Glória Teixeira

Glória Teixeira (Doutoramento QMC/Universidade de Londres), Professora Associada da Faculdade de Direito da Universidade do Porto

Joaquim Ribeiro

Licenciatura em Economia (Faculdade de Economia do Porto)
MBA (Universidade Nova de Lisboa)
Pós-graduação em Investimento Imobiliário (City University, Londres)
Carreira profissional em grupo privado, no setor imobiliário


Consulte a sua obra da Glória Teixeira neste link.


Em artigo anterior falamos da necessidade do Estado ir além de proibir e complicar (regulação) e passar a fazer (investimento).

O que é que os Estados e a Europa deviam estar a fazer agora?

A História de Portugal foi marcada por um grande projeto nacional– a descoberta do caminho marítimo para a Índia. Um projeto desse tipo, que demorou décadas a ser executado, é o tipo de projeto que necessita de uma forte intervenção e apoio do Estado para ser bem-sucedido. Ora, a Europa, neste momento, enfrenta um desafio desse tipo – a transição energética.

Por vezes, pode pensar-se que a transição climática é meramente uma questão de regulação – basta ajustar os termos da regulação das empresas elétricas, no sentido de aumentar a componente da geração de fontes renováveis, e o problema fica resolvido. Nada mais errado.

Está claro que, ao contrário das redes baseadas no fóssil, uma rede elétrica baseada em fontes renováveis vai necessitar de volumes significativos de meios de armazenamento de energia, para compensar períodos em que as fontes renováveis estão inativas. Armazenamento de energia passa por baterias. Mas não vão ser as empresas elétricas a investigar e investir em baterias – não têm competências para tal, são necessárias empresas especializadas. Mas quem dominar o setor das baterias (empresas ou países) ganha uma grande vantagem em termos de veículos elétricos.

E assim de repente, já não estamos a falar do setor elétrico, estamos a falar do maior setor industrial europeu – a indústria automóvel – que pode ficar em crise, e colocar todos os outros setores de componentes automóveis igualmente em crise.

Ou seja, a energia não é um setor estanque que transita para energia renováveis e já está. Pelo contrário, a transição energética tem impactos profundos em múltiplos setores das economias europeias. E onde estão os estados europeus, onde está a União Europeia nesse desafio sistémico? Não é claro.

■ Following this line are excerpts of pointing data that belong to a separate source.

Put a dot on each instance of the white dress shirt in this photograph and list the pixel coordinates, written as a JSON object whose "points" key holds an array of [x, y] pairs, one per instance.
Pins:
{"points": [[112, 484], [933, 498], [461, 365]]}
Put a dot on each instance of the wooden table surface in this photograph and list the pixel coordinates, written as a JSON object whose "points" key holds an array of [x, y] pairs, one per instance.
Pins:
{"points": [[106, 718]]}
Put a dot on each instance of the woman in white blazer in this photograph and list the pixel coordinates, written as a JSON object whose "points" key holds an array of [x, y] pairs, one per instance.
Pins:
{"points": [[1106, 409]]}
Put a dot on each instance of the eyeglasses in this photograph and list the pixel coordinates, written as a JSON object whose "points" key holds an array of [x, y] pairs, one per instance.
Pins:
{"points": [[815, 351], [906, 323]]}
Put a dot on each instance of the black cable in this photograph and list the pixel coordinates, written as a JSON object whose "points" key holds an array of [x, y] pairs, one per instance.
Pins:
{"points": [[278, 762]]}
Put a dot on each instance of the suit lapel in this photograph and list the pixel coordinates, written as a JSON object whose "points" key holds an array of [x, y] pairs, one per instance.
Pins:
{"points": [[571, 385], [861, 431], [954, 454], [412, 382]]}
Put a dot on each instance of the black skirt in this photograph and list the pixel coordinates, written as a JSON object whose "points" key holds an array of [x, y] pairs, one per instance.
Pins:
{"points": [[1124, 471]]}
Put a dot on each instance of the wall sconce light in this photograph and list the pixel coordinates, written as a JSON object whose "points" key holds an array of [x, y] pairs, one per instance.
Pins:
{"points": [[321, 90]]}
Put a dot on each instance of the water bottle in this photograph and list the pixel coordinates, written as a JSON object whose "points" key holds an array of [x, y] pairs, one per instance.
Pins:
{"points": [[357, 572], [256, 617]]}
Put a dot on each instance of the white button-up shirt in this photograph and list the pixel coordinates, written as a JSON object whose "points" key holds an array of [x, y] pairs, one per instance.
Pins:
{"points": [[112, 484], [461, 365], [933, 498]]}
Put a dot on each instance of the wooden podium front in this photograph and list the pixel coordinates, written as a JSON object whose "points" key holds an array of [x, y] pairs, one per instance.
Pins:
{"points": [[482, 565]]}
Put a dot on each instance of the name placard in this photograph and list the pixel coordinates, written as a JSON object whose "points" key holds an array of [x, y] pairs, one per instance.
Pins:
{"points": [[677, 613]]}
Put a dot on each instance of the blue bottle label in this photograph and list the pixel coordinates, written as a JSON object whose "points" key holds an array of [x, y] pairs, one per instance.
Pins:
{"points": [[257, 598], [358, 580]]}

Uma coisa é certa: não é através exclusivamente através de regulação que vamos enfrentar um desafio complexo como este, que se vai desenrolar durante as próximas décadas.

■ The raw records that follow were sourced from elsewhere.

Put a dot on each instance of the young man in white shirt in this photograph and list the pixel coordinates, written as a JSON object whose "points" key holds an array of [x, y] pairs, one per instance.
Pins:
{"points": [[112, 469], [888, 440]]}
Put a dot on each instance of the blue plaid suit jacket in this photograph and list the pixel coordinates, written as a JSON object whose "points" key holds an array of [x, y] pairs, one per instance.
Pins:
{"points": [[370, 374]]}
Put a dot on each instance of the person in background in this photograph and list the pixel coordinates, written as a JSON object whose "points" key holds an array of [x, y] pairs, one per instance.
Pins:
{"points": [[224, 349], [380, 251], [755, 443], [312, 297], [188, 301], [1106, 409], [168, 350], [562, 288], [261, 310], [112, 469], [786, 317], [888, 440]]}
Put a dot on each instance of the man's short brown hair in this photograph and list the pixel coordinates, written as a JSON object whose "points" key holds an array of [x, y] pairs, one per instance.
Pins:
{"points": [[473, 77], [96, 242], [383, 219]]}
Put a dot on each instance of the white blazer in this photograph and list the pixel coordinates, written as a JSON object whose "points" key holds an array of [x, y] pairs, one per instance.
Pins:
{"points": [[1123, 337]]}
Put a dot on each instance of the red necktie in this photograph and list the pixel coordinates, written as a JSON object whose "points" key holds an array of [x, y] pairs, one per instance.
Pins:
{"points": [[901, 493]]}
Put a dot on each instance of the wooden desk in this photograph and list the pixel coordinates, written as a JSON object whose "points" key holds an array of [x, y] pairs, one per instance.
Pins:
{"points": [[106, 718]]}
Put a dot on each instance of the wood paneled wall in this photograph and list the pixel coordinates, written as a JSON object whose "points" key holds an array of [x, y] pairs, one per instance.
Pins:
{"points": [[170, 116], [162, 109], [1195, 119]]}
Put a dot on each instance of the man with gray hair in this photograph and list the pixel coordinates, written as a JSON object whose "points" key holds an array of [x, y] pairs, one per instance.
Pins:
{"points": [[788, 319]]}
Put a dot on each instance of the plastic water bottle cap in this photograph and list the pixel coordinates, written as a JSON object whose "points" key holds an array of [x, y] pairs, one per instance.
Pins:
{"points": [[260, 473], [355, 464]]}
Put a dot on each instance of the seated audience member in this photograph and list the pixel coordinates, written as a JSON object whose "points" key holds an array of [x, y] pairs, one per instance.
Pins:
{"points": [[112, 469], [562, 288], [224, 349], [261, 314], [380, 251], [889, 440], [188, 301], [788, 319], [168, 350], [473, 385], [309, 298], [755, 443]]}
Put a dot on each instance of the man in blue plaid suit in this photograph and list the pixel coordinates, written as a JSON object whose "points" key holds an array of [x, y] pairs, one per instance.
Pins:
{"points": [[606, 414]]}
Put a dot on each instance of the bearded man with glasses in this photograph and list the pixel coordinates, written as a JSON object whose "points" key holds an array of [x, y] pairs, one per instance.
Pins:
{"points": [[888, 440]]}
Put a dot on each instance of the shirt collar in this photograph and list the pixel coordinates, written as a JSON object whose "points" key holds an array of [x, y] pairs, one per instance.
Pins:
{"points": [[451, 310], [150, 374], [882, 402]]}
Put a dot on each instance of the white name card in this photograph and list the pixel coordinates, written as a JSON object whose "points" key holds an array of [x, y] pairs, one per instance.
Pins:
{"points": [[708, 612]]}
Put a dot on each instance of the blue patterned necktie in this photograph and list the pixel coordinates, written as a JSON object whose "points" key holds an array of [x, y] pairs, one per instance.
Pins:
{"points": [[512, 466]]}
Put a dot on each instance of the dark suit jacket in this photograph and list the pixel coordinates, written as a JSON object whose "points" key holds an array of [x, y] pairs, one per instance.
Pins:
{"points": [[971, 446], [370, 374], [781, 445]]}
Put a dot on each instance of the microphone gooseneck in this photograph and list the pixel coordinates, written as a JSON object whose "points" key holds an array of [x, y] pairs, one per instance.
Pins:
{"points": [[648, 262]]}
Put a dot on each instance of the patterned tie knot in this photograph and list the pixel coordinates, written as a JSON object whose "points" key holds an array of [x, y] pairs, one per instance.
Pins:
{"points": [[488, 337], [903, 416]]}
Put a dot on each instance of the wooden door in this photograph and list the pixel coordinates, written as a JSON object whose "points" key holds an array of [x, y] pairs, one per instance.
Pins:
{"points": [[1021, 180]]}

E o problema é que enquanto a UE está a discutir mais regulação, não está a discutir planos de ação, medidas de investigação, apoios a investimento empresarial, para defender as nossas economias face aos desafios que enfrentam.

E quando andamos a discutir planos para o hidrogénio, retiramos espaço para discutir planos para o setor automóvel europeu.

Se queremos ir por este caminho de política industrial, temos, no entanto, de reconhecer que a União Europeia tem um problema de arquitetura institucional para o executar. É que as políticas industriais a nível nacional são fortemente limitadas pela Lei europeia (proibição de princípio às “ajudas de Estado”). Mas, por outro lado, a União Europeia em si não tem, nem recursos financeiros, nem recursos humanos (e pode-se argumentar que não tem mandato) para iniciar políticas industriais a nível europeu.

Parece uma situação sem saída, mas não é. É que, a Europa tem um grande exemplo de projeto de política industrial muito bem-sucedido. É a Airbus, líder mundial da aviação civil, setor de alta tecnologia e que garante dezenas de milhares de empregos qualificados na Europa.

O caso da Airbus é interessante precisamente porque é um projeto de iniciativa / patrocínio de estados europeus, mas fora dos mecanismos e estruturas da UE. Basicamente, em 1967 a França, Alemanha e Inglaterra juntaram as suas empresas de aeronáutica (estatais ou com influência estatal) num consórcio para desenvolver um avião comercial, consórcio esse que se alargou a outros países, e evoluiu depois para empresa cotada.

O seu sucesso comercial tem sido indiscutível, e a Airbus mostra vários pontos relevantes para a nossa discussão.

Primeiro, mostra que é possível fazer política industrial na Europa.

Segundo, mostra que não é provável que seja a burocracia de Bruxelas a construir esse tipo de projetos, é necessário a vontade política a nível nacional. Embora Bruxelas possa e deva ajudar.

Mas, terceiro, mostra também que essa vontade política tem faltado nos últimos anos.

Os políticos europeus que construíram um projeto empresarial de liderança mundial, puseram esse modelo de lado e passaram a preocupar-se com regulamentos de proteção de dados …

Todo este problema que discutimos nestes três artigos talvez seja tão simples quanto isto: os eleitores e os agentes económicos europeus querem mais projetos como a Airbus, e menos regulação.